Se quello commesso ieri, con la consegna allo Stato ebraico di resti umani appartenenti ad un ostaggio le cui spoglie erano già in Israele sia stato una mossa deliberata o un errore madornale, è difficile stabilirlo con certezza. Quello che si può verificare, dati e storie alla mano, è come Hamas abbia sempre considerato gli ostaggi un vantaggio da sfruttare: per uno di loro, chiede cento-duecento-anche mille palestinesi.
Mengistu era nato in Etiopia. Poi si era trasferito nello Stato ebraico, ad Ashkelon. Nel settembre 2014, a piedi, ha attraversato una rete di filo spinato entrando a Gaza dalla parte della spiaggia. Sayed, beduino con cittadinanza israeliana, l’anno successivo fece altrettanto, entrando a piedi a Gaza nell’aprile 2015. I miliziani palestinesi li hanno chiusi in gabbia, sostenendo che fossero soldati dell’Idf. A smentirli è stata Human Right Watch che in un dossier del 2017 scrive come nessuno dei due avesse legami con agenzie di intelligence israeliane o con l’esercito. Secondo la Ong, entrambi erano abituati a percorrere lunghe distanze a piedi e soffrivano di patologie mentali.

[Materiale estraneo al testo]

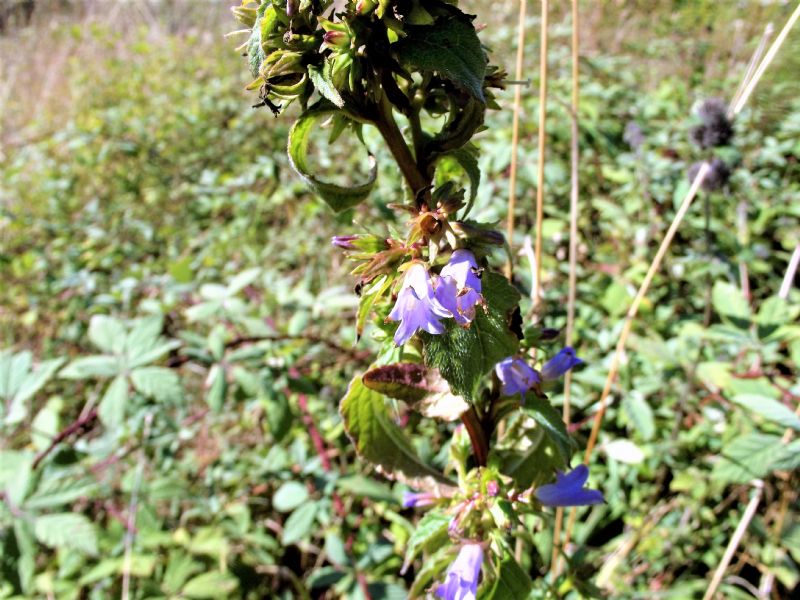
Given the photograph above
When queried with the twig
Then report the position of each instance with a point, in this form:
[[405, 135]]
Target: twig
[[632, 311], [512, 177], [555, 562], [791, 271], [540, 165], [749, 512], [130, 527], [81, 426], [771, 53]]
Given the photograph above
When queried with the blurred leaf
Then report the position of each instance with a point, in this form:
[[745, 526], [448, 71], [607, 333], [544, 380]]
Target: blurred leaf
[[289, 496], [299, 524], [771, 410], [69, 531], [211, 585], [512, 582]]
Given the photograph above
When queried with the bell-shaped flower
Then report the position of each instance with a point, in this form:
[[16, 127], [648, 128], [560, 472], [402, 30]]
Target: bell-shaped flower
[[516, 376], [461, 579], [560, 364], [459, 287], [568, 490], [415, 499], [416, 307]]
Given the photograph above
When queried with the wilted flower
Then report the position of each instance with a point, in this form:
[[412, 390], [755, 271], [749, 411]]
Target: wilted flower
[[516, 376], [344, 241], [414, 499], [715, 128], [416, 307], [459, 288], [560, 364], [568, 490], [461, 579]]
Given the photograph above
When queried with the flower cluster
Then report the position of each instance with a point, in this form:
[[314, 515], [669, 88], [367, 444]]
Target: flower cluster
[[517, 377], [425, 298]]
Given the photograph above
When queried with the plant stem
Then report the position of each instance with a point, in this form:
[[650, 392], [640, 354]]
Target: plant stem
[[394, 139], [477, 435]]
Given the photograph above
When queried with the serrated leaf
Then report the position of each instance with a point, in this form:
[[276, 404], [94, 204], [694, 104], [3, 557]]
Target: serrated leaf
[[450, 47], [465, 355], [210, 585], [67, 531], [422, 388], [112, 407], [730, 304], [377, 439], [639, 415], [159, 383], [429, 535], [323, 82], [748, 457], [338, 197], [512, 582], [289, 496], [769, 409], [552, 423], [299, 523], [89, 367], [107, 333]]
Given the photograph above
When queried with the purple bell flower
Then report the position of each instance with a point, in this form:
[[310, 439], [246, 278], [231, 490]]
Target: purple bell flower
[[568, 490], [516, 376], [459, 288], [416, 307], [461, 579], [560, 364], [415, 499]]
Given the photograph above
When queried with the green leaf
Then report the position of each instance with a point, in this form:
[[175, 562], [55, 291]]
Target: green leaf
[[420, 387], [112, 407], [465, 355], [378, 440], [338, 197], [748, 457], [551, 421], [67, 531], [159, 383], [512, 582], [211, 585], [299, 523], [289, 496], [450, 47], [107, 333], [730, 303], [467, 157], [639, 415], [89, 367], [769, 409], [429, 535], [323, 81]]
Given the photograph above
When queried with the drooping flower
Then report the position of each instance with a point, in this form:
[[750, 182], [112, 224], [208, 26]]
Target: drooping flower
[[516, 376], [416, 307], [461, 579], [568, 490], [560, 364], [458, 287], [415, 499]]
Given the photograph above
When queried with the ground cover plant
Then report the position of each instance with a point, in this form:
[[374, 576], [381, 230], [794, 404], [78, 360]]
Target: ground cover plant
[[197, 404]]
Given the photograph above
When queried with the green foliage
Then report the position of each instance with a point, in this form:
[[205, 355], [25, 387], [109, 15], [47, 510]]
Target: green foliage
[[465, 355]]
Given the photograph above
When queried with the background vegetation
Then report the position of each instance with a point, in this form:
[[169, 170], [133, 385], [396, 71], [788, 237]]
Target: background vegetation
[[178, 331]]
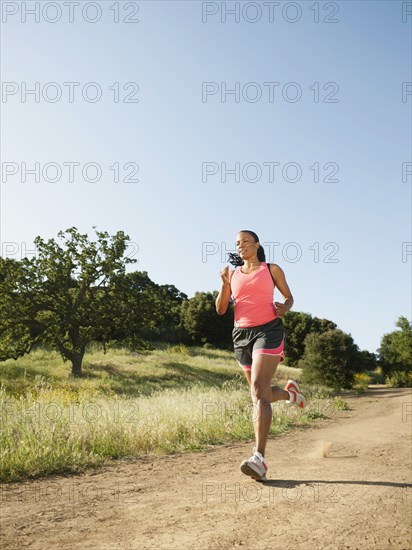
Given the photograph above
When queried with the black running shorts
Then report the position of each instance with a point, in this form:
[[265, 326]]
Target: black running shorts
[[267, 339]]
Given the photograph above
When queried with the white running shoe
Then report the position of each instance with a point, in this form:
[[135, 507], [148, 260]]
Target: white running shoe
[[254, 467], [297, 397]]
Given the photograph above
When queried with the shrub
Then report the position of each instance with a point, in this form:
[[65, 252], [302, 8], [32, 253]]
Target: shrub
[[399, 379]]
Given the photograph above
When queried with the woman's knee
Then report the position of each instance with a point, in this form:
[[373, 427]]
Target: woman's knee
[[260, 390]]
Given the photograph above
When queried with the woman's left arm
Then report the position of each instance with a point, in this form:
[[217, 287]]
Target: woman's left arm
[[282, 285]]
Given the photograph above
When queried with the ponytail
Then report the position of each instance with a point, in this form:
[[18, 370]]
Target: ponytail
[[261, 254]]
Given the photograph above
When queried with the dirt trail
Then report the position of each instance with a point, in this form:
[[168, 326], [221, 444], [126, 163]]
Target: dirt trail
[[359, 497]]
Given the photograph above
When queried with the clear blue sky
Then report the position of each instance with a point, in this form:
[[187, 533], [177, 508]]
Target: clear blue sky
[[171, 214]]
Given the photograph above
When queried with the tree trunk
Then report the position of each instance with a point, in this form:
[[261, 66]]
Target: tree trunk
[[76, 360]]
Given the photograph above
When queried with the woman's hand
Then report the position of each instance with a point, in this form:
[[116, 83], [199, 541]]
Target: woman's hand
[[224, 275], [281, 309]]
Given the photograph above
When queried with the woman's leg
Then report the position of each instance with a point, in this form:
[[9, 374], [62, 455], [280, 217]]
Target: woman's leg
[[278, 394], [263, 368]]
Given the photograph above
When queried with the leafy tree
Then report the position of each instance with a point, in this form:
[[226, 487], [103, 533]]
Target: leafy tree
[[367, 361], [203, 325], [65, 297], [297, 326], [395, 352], [147, 311], [331, 358]]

Per anni di loro non si è saputo più nulla. Le famiglie erano distrutte dal dolore. Poi, nel giugno 2022, Hamas ha diffuso un video di Sayed a letto, con una maschera per l’ossigeno; a gennaio 2023, viene mostrato il video di Mengistu. La strage del 7 ottobre 2023 è ancora lontana. I video hanno l’intento di fare pressione su Israele e avviare le trattative per uno scambio con detenuti palestinesi. In questo contesto entravano anche i resti umani di due soldati israeliani, che erano stati uccisi nella guerra del 2014; le loro spoglie non erano mai state restituite.

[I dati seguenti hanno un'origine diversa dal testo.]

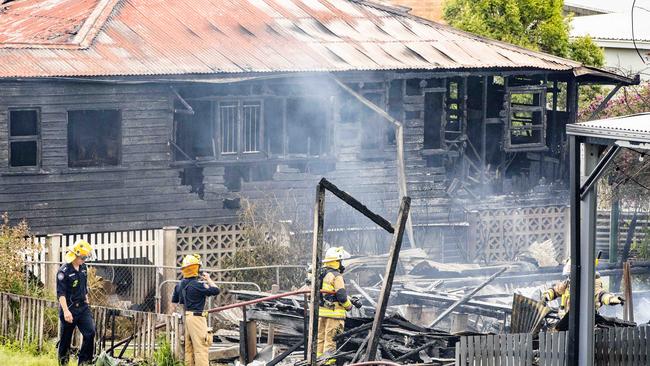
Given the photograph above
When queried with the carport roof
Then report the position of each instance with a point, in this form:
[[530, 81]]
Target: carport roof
[[634, 129]]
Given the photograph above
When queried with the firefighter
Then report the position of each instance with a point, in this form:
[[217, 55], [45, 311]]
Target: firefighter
[[74, 311], [334, 302], [192, 293], [561, 289]]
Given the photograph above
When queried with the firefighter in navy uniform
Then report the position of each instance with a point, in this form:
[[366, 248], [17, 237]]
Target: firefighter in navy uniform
[[334, 302], [192, 293], [561, 290], [74, 311]]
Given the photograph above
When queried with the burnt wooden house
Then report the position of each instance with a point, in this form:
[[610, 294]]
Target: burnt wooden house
[[137, 114]]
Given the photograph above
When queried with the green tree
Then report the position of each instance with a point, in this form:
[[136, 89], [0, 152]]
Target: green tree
[[539, 25]]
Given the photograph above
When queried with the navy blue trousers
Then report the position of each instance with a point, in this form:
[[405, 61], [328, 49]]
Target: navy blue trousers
[[83, 320]]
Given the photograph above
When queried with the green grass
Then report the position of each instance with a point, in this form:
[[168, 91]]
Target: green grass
[[12, 356]]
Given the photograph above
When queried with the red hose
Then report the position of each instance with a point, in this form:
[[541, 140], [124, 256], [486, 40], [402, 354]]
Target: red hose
[[262, 299]]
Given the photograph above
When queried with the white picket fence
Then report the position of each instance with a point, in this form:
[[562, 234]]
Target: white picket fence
[[115, 254], [118, 245]]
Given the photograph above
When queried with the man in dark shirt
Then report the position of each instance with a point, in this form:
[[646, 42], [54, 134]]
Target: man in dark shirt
[[191, 293], [72, 292]]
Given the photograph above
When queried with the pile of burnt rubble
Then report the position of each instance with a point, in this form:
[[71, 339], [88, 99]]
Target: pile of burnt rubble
[[431, 306]]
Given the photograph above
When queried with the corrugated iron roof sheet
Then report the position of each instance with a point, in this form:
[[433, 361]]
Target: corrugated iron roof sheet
[[619, 26], [164, 37], [633, 128]]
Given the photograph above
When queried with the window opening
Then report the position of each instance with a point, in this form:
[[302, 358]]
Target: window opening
[[94, 138], [526, 119], [24, 138]]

La svolta per Sayed e Mengistu arriva nel febbraio di quest’anno: entrambi vengono liberati dai miliziani nella prima tregua con Israele – con tanto di show nelle strade di Gaza – ottenendo in cambio decine di detenuti. Per quanto riguarda i soldati, le spoglie di uno di loro, Oron Shaul, vengono recuperate a Gaza durante una operazione guidata da forze speciali dell’Idf e dallo Shin Bet. Alla radio pubblica israeliana, il padre di Sayed, pur felice per il ritorno del figlio, ha detto: “Perché hanno trattenuto una persona così, che non ha fatto nulla di male? È un uomo di pace, un uomo che voleva raggiungere Gaza, ama Gaza, non è andato lì da aggressore”. Non era un soldato, Sayed, ma era diventato ugualmente un ostaggio, ed è stato tenuto nei tunnel fino a quando il suo rilascio non ha potuto portare un vantaggio. Del resto in Israele già prima del 7 ottobre, per suscitare apprensione bastava ricordare la storia di Gilad Shalit: un soldato catturato il 25 giugno 2006 da Hamas durante un raid e rilasciato nell’ottobre 2011, dopo più di cinque anni, ricevendo 1.027 palestinesi.